Bütün bu stres ve bunalım bazılarının dediği gibi değil Kutluğ Ataman’a yaramak tam aksine hak ettiği ödüllerin yarısını bile almamasına neden oldu. Kendine sinemacı diyen biri nasıl iyi bir filmin ödüllendirilmesinden rahatsızlık duyar? Bir çok arkadaşın Ataman’ın aldığı ödülden sonra “Evet Kuzu iyi bir film ama Kutluğ Ataman keşke ödülü almasaydı” tarzında tweetlerini okudum. Yapmayın arkadaşlar. Siz sinemacı mısınız politikacı mı? Hadi ideolojik bakıyorsunuz diyelim. O noktada da filmin mesajını reddedebilirsiniz. Hatta yönetmene taş atabilirsiniz. Öyle bir durum da yok ortada. Filmin mesajını ideolojik duruşunu da reddetmiyorsunuz ama yönetmen Kutluğ Ataman’ı ötekileştiriyorsunuz.

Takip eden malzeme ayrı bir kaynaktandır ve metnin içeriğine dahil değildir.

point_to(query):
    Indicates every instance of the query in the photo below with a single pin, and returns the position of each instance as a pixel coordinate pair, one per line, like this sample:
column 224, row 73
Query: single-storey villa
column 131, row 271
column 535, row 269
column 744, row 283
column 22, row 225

Son olarak Vecdi Sayar’ın “AKP’nin Kuzusu ödülleri topluyor”, Barbaros Altuğ’un ise “Sanat sahici sanatçının ise değeri var” açıklamalarına birşeyler söylemeliyim. Yıllarca demokrat olduğunu söyleyen ve benim de içten inandığım Sayar’ın bu söylemi İstanbul Film Festivali’nin kurucularından olan bir isme hiç yakışmadı. Hatta ayıp oldu. Altuğ’a ise soruyorum kim karar verecek sahici sanatçıya? Sansüre hayır ama toplumsal lince evet diyemezsiniz. Yoksa en büyük sansürcü siz olursunuz.

Not: Altın portakal için yazacağım yazının başlığı yarışan 12 filmin dördünün komedi olması sebeyle “Gülen Portakal” olacaktı. Ama geldiğimiz noktada gülünecek birşey kalmadı.